“PERS kita memang sering over dosis. Sibuk urusan printil-printil. Akrab dengan sensasi. Menjauh dari substansi.”
Bagi para jurnalis muda, Ilham Bintang (IB) adalah mahaguru. Sebagai wartawan, integritas dan karyanya selama lebih dari lima dekade menjadi saksi perjalanan bangsa ini. Bahkan Karni Ilyas memuji Ilham yang konsisten menulis di tengah segudang aktivitasnya di dunia jurnalistik, pertelevisian, politik, hingga hiburan Tanah Air.
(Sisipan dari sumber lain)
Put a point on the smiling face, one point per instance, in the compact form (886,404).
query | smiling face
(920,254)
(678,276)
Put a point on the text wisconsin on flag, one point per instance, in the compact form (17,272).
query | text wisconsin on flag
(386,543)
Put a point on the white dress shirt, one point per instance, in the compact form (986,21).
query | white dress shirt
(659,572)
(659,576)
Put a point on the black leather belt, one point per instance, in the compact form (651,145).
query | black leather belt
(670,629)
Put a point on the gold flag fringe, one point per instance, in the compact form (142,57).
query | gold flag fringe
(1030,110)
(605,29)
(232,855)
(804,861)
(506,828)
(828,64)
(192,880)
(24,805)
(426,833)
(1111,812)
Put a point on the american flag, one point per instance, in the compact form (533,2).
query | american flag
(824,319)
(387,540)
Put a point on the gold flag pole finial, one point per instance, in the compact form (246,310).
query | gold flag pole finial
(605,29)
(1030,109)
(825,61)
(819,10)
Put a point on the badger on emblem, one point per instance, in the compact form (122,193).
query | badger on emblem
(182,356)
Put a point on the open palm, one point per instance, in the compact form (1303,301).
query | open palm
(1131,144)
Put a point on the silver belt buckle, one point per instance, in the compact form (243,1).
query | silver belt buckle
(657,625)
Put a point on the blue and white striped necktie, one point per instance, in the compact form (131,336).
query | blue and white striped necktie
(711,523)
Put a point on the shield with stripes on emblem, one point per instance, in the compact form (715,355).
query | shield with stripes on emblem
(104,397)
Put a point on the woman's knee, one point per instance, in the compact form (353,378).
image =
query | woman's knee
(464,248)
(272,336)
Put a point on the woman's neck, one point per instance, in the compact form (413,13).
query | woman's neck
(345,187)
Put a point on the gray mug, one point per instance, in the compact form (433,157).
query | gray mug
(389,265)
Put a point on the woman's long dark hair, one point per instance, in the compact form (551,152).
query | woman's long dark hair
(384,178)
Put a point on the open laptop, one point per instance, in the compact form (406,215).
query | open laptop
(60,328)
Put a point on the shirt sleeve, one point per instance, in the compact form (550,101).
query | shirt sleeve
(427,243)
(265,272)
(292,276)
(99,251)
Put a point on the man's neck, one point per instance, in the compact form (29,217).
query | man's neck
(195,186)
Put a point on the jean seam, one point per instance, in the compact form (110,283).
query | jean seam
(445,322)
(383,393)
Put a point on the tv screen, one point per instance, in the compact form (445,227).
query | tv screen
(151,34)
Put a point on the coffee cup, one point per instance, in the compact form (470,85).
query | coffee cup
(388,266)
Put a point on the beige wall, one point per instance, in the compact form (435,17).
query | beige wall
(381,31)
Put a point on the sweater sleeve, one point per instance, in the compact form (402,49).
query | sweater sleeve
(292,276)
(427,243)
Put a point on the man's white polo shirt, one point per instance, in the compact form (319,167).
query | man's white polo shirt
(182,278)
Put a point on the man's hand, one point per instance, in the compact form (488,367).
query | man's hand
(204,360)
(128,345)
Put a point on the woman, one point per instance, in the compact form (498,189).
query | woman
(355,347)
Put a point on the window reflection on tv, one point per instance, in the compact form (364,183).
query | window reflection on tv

Membaca pengantar dan testimoni yang ditulis tokoh-tokoh terkenal seperti Karni Ilyas, M. Nuh, Rocky Gerung, juga Yahya bersaudara—Tantowi dan Helmy, jelas membuka mata pembaca tentang sosok Ilham Bintang.
Satu hal yang sampai detik ini masih membuat takjub adalah bagaimana IB menggagas program infotainment—yang masih menyisakan pro-kontra terkait statusnya sebagai produk jurnalistik. Di awal kemunculan Cek & Ricek tahun 1990-an, bisa jadi konsep jurnalistik menjadi panduan karena IB mengawalnya dengan tujuan menghadirkan berita seputar artis, tanpa gosip.
Namun, kembali ke kalimat di atas: “Pers kita memang sering over dosis. Sibuk urusan printil-printil. Akrab dengan sensasi. Menjauh dari substansi.” Kalimat yang ada dalam judul tulisan “Jangan Ratakan Kantor Kami dengan Tanah” (hal.24) itu menohok karena saat ini terlihat begitu nyata.
Lama-lama, perkara satu orang menjadi overexposed. Sekali terbukti memanen rating, topik itu akan ‘digoreng’ hingga overcooked. Jika info untuk hard news sudah basi, maka info-info soft news yang ada di kanan-kiri-depan-belakang-atas-bawah semua dikupas. Meski seringkali sumber yang ditampilkan tidak punya kompetensi dan kapabilitas untuk memberi informasi, tak mengapa. Yang penting sensasi terpampang nyata. Kini beberapa tayangan infotainment memilih jalur investigasi dan wawancara mendalam tentang artis. Bisa jadi, dilatari semangat untuk back to the track, agar apa yang disajikan tetap tercium bau jurnalistiknya.
Buku Surat-Surat Wasiat Mendiang Nana awalnya membuat kening sedikit mengernyit. Bagi yang awam dan tidak akrab dengan tulisan- tulisan IB, pasti bertanya. Siapa Nana? Bahkan setelah melihat wajahnya di sampul depan, sambil mengingat-ingat nama selebriti, tidak juga ada yang nyangkut. Kenapa Nana?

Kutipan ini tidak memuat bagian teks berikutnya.